11 octobre 2019
Les rois du grill
Cuire la viande avec humour!
Par: Denis Bélanger

Jean-Rock Gélinas et Sébastien Proulx tenant fièrement leurs pièces de viande prêtes à être goûtées! Photos Robert Gosselin | L’Œil Régional ©

Sébastien Proulx assaisonne des côtes levées.

Jean-Rock Gélinas s’attaque au poulet.

Sébastien Proulx, de Belœil, et Jean-Roch Gélinas, de Montréal, se passionnent tellement pour la préparation et la cuisson d’une pièce de viande sur un grill qu’ils ont décidé de se lancer dans les compétitions de BBQ. Un passe-temps qui leur a permis de décrocher quelques prix et même de lancer sur le marché leurs produits.

Dans ce type de compétition, les juges prennent en considération le goût, la tendreté ainsi que l’apparence. Sébastien Proulx et Jean-Roch Gélinas doivent proposer aux juges une bouchée parfaite. « Faut que ça soit goûteux. Tout est amplifié en termes de goût et d’ingrédients. Il faut aussi éviter que la peau s’enlève à la bouchée. Nous avons aussi un temps limité pour remettre nos viandes aux juges », explique Sébastien Proulx.

Les deux hommes apportent en compétition quatre machines, dont une confectionnée par M. Proulx.

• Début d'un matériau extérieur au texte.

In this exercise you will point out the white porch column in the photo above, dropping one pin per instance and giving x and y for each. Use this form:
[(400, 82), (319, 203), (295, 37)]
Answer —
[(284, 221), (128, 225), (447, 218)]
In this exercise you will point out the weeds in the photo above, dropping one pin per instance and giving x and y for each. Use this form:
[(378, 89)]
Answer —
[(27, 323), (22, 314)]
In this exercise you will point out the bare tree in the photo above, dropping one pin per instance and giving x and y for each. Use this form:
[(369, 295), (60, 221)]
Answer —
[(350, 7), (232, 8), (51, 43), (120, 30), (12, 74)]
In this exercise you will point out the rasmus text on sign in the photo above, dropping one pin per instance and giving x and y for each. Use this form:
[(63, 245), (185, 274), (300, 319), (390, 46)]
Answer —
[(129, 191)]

Parmi les viandes traditionnelles imposées dans ces concours, on retrouve les pilons ou hauts de cuisse de poulet ainsi que les côtes levées. Ces deux items étaient au menu de la Classique Labonté, une des plus importantes compétitions amateurs au pays qui s’est tenue à Drummondville la semaine dernière. La recette et la technique de préparation ont été répétées une trentaine de fois, dont lors de l’entrevue avec L’Œil Régional. « Des fois, il y a une viande mystère. Exemple, à la Classique Labonté, il fallait aussi faire un hamburger », ajoute Sébastien Proulx.

 

Les deux complices font ces compétitions par passion seulement. Oui, leur démarche les a amenés à mettre sur le marché leur propre marque d’épices et de sauces, mais ils occupent chacun un emploi à temps plein. Sébastien Proulx travaille dans le domaine de la construction, tandis que Jean-Roch Gélinas est boucher depuis 20 ans. Une profession qui lui donne une certaine longueur d’avance quand vient le temps de préparer et couper une viande.

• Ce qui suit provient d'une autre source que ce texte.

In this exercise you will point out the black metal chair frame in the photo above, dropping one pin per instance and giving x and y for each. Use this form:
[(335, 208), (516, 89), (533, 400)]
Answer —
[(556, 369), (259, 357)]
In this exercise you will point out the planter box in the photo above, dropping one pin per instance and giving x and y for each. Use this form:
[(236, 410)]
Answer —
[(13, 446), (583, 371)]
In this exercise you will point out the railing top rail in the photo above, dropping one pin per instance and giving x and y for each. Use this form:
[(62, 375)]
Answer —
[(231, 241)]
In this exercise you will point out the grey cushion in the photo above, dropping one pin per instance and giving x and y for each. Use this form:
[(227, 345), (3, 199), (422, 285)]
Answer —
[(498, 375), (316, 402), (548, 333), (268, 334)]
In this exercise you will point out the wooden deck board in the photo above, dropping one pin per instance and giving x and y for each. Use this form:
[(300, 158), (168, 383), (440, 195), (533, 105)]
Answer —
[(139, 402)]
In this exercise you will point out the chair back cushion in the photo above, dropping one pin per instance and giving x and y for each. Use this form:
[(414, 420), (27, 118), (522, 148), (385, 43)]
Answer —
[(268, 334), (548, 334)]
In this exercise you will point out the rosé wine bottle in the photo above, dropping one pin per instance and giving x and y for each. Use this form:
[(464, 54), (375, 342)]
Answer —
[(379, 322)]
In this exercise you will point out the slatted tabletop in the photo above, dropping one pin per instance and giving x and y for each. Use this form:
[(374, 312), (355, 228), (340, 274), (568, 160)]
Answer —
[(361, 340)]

Le duo a participé ces deux dernières années à plusieurs compétitions, au niveau amateur ainsi que chez les professionnels. Ils ont remporté des prix ici et là, dont une troisième place à Drummondville pour leur poulet. « On ne le fait pas pour l’argent, on veut rapporter le trophée surtout. Nous n’avons pas encore gagné de premier prix, mais on a déjà eu une deuxième place pour nos côtes levées. L’important est de ne pas terminer dernier. »

Grâce à internet
Sébastien Proulx et Jean-Roch Gélinas se connaissent seulement depuis environ deux ans. Leur première conversation s’est faite en ligne. « C’était sur une page de fumeurs et j’avais mis une photo d’un plat que j’avais préparé. Jean Roch était venu me parler pour me partager une suggestion d’ingrédient », raconte M. Proulx.

Un lien d’amitié s’est forgé par la suite entre les deux amateurs de BBQ qui ont décidé de se lancer dans les compétitions. « Je voulais me lancer là-dedans depuis un certain temps, mais j’étais tout seul, raconte M. Proulx. Mais en étant deux, nous étions plus audacieux. Je voyais des gens mettre des photos des compétitions. Tu fais du BBQ chez vous et tu veux savoir si ce que tu fais est aussi bon que ce qu’ils font. »

Un humour particulier
Le duo se démarque dans les compétitions amateurs et professionnelles en raison de leur humour particulier. D’ailleurs, leur équipe s’appelle Sugar Daddy Bacon et leur image de marque représente deux cochons en pleins ébats sexuels.

« Au départ, nous voulions faire du bacon jerky sucré, qu’on appelle aussi du candy bacon. On s’est demandé comment nous appellerions ça et j’ai dit Sugar Daddy Bacon. Nous sommes partis à rire. Finalement, on a vu que ce n’était pas possible de faire du candy bacon », explique M. Gélinas. « Nous avons gardé le nom, car on trouvait ça drôle », ajoute M. Proulx.

Lors de leurs premières compétitions, le duo trouvait que les autres compétiteurs se prenaient trop au sérieux et ils ont voulu apporter leur touche d’humour. « Nous arrivons et faisons les clowns. Quand les autres se plantent, on va les agacer. Les gens nous trouvaient tannants au début, mais ils ont fini par comprendre notre humour. On fait des vidéos et les gens ont hâte de voir la prochaine », raconte Sébastien Proulx.